La madre abadesa regresaba de una "visita conventual". El
capellán, paquete en mano, salió a su encuentro. Madre, dijo, llegó en su
ausencia. Nada más ver la letra lo supo:
la caprichosa mano del destino había vuelto a emparejarles.
Bajo la capa protectora apareció, cual inmaculado manto azul
y plata, el primoroso envoltorio que ella acarició con dulzura antes de ser
retirado.
Y allí estaba, tan oscuro como la madera húmeda bajo la línea
de flotación de un galeón, en cuyo casco aparecía su nombre grabado en oro. Sonrió cómplice, satisfecha, emocionada.
Los maravillosos tesoros no tardaron en aparecer.
Para la Reverendísima Doña Marga, rezaba el sobre en cuyo
interior, bajo pena de excomunión, las palabras y el color habían atrapado
instantes que, aun no volviendo, permanecerían.
Como en un códice, una caligrafía, que a ella le parecía exquisita,
se teñía, de tanto en tanto, de pequeñas teselas rojas .

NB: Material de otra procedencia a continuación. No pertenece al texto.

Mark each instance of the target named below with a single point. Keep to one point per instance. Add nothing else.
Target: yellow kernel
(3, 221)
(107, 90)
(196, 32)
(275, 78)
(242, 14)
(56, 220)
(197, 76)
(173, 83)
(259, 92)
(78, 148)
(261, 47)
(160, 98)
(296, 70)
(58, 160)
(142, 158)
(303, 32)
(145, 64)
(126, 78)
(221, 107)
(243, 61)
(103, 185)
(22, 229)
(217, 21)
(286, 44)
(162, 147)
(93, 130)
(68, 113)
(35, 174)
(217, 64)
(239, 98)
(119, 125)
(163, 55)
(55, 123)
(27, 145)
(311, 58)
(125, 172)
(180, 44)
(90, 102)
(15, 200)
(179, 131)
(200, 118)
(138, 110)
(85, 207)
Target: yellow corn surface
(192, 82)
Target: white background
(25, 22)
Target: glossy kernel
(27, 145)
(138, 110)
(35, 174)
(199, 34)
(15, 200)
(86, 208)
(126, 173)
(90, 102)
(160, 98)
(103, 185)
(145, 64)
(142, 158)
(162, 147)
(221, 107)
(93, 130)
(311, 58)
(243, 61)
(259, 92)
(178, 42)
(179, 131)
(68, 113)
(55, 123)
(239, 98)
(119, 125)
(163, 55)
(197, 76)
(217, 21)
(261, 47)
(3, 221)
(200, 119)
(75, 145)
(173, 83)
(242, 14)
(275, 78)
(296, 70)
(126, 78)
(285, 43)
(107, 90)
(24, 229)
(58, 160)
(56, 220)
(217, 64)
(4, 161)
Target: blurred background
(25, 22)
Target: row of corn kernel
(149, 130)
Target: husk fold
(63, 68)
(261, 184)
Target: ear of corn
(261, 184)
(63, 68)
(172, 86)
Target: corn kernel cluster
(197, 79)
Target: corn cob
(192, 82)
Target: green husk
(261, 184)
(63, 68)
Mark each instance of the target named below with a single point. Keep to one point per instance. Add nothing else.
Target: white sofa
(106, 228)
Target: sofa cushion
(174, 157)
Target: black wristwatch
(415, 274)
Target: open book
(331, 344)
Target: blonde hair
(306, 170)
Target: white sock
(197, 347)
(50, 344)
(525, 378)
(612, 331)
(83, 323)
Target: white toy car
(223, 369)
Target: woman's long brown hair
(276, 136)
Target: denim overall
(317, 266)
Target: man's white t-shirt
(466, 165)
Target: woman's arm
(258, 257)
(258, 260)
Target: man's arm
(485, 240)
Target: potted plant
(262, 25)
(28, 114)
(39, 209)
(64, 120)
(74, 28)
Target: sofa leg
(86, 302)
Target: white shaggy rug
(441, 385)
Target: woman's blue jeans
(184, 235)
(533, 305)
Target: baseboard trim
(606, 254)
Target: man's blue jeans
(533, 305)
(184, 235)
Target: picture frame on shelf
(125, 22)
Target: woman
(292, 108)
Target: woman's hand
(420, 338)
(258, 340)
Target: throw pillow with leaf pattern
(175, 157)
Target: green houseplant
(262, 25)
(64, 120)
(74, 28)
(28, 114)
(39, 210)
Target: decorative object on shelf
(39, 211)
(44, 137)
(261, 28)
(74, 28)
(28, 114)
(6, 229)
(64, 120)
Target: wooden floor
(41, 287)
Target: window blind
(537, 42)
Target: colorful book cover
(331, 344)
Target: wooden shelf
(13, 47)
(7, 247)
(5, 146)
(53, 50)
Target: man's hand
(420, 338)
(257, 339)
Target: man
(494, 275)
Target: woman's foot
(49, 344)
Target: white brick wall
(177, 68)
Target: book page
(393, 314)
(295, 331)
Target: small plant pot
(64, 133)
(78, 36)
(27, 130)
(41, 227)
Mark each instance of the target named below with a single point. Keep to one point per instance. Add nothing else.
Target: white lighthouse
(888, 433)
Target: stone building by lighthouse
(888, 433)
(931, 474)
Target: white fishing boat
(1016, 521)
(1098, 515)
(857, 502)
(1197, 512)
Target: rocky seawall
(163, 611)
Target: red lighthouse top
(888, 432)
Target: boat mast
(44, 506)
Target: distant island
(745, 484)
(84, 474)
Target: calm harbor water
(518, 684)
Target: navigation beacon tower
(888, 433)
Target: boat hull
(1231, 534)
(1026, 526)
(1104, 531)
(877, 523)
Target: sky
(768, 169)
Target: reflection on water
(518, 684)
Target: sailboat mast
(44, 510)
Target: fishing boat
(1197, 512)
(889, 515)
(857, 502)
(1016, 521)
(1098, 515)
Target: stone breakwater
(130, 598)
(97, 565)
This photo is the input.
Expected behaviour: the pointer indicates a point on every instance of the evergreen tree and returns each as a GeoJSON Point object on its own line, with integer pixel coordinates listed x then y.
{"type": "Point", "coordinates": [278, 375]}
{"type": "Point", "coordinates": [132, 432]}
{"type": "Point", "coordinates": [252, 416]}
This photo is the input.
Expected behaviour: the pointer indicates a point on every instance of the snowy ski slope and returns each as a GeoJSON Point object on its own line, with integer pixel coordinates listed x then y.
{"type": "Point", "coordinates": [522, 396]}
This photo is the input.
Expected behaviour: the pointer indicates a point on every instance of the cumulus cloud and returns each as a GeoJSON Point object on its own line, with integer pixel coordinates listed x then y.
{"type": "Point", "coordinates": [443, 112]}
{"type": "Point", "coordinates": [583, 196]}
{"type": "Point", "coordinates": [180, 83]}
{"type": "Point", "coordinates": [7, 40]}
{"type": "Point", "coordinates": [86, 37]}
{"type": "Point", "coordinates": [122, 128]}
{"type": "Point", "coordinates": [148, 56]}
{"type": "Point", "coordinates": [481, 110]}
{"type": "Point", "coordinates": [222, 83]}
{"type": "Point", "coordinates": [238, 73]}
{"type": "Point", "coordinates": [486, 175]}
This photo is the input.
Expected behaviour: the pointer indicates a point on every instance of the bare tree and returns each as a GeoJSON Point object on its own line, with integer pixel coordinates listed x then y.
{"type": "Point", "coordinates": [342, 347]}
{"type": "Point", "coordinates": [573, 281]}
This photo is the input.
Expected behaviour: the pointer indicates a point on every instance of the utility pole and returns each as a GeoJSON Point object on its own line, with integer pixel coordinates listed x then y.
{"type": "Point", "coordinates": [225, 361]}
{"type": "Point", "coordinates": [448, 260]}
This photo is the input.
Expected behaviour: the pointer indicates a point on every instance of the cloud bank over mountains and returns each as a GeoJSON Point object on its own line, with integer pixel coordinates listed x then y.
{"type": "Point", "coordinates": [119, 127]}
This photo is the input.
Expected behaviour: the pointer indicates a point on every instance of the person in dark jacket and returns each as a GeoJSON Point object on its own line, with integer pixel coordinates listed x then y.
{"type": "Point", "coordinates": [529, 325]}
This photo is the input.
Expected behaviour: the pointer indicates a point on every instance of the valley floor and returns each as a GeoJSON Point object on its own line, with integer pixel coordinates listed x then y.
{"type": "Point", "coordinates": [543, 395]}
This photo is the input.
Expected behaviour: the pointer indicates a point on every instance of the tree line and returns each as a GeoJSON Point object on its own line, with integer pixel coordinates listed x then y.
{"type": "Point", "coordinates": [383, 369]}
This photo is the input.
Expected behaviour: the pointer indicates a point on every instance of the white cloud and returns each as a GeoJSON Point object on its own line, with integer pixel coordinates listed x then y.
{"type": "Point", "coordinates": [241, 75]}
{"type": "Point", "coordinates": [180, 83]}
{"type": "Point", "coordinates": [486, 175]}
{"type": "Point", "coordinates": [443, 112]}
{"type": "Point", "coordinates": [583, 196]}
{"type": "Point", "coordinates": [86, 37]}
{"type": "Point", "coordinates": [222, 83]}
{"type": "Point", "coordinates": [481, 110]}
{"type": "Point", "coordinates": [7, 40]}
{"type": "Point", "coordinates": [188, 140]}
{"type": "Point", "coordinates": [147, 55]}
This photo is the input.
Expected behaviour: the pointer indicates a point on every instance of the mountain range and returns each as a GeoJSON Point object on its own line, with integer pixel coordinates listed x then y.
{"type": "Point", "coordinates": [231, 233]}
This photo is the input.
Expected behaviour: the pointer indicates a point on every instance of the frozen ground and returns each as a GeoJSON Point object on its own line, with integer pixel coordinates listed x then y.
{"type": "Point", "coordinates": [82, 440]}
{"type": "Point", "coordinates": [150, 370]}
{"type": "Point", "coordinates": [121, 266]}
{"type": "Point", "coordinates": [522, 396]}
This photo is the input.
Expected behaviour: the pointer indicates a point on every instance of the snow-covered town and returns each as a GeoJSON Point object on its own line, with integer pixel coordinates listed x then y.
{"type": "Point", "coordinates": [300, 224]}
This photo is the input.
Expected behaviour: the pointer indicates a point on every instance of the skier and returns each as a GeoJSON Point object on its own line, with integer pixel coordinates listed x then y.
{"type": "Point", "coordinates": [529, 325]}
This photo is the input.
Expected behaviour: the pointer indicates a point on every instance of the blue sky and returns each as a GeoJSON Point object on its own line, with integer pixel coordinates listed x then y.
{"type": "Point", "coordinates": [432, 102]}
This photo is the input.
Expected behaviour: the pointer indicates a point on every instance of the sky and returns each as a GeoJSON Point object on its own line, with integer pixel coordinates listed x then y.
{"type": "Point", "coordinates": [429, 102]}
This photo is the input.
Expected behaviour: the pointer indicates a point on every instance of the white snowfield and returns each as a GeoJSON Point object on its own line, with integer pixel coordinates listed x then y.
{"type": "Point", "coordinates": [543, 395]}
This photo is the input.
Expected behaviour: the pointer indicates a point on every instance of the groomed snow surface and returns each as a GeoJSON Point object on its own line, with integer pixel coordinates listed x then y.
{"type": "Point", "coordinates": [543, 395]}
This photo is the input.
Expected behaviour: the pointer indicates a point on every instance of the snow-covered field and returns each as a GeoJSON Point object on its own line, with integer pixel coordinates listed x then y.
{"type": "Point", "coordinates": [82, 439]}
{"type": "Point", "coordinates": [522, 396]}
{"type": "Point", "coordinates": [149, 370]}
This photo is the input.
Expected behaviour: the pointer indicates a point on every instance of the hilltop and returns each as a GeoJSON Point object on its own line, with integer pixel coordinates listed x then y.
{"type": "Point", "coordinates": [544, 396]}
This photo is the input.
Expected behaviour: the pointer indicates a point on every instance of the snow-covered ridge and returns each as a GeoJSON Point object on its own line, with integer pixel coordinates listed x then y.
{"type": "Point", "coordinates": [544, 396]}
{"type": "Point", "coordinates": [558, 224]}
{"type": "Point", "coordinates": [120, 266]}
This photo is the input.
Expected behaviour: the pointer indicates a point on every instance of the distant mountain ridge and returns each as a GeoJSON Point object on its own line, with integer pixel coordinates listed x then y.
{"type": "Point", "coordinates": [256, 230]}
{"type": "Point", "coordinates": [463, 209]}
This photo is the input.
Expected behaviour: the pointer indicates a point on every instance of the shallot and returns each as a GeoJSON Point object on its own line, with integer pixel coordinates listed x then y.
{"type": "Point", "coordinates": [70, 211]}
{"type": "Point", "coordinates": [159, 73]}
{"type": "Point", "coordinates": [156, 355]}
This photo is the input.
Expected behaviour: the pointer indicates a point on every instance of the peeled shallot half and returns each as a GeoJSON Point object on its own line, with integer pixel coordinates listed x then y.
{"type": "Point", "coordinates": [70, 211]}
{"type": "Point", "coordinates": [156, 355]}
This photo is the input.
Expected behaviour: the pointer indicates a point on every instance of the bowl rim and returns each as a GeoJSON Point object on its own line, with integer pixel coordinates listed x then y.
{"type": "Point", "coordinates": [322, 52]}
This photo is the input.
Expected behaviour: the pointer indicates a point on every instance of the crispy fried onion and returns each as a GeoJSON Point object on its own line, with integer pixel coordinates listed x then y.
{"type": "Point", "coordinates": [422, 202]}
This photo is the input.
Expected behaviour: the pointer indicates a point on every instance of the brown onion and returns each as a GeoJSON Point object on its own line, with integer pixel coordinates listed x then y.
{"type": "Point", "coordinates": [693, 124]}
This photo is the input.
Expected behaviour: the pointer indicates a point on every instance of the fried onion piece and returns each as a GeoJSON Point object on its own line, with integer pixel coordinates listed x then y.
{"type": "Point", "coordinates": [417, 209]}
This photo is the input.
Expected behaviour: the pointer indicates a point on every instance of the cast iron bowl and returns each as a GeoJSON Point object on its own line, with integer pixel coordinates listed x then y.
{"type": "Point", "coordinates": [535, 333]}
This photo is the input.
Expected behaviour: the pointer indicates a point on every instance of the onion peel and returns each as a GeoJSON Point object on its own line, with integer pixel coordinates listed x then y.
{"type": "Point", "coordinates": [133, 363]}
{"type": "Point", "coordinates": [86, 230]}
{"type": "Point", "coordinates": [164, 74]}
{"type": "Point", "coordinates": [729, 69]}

Y en el interior, entre el olor a cuero, a tinta, a papel, los
instantes, los lugares, los momentos, los colores le regalaban esta vez un
caleidoscópico y hermoso paseo.
Un paseo que ella debería completar. Un paseo que deseaba
tanto como temía, pero que sabía que habría de hacer si quería honrar tanto al valioso tesoro como a tan intrépido
viajero, aventurero y su regalador pirata, Joshemari Barbaplata.
La madre abadesa, aun a riesgo de excomunión, aun
contraviniendo la regla de pobreza de su monacal orden, se dirigió a su celda,
tesoro en mano.
¡Muchísimas gracias, intrépido pirata Joshemari Barbaplata, el
caprichoso destino me hizo, nuevamente, muy muy afortunada!
EPÍLOGO:
Amén del tesoro encuadernado, la reverenda madre
abadesa, Doña Marga, había recibido otro tesoro pintado. Una vieja
y encalada calle, junto a la muralla, del pintoresco, vetusto y egabrense barrio de la Villa.
¡Ni que decir tiene que a la "Reverenda Doña Marga", ¡Amén! Oyoyoyoyoyoyyyy... le ha encantado todo, Joshemari mío -y vuestro-!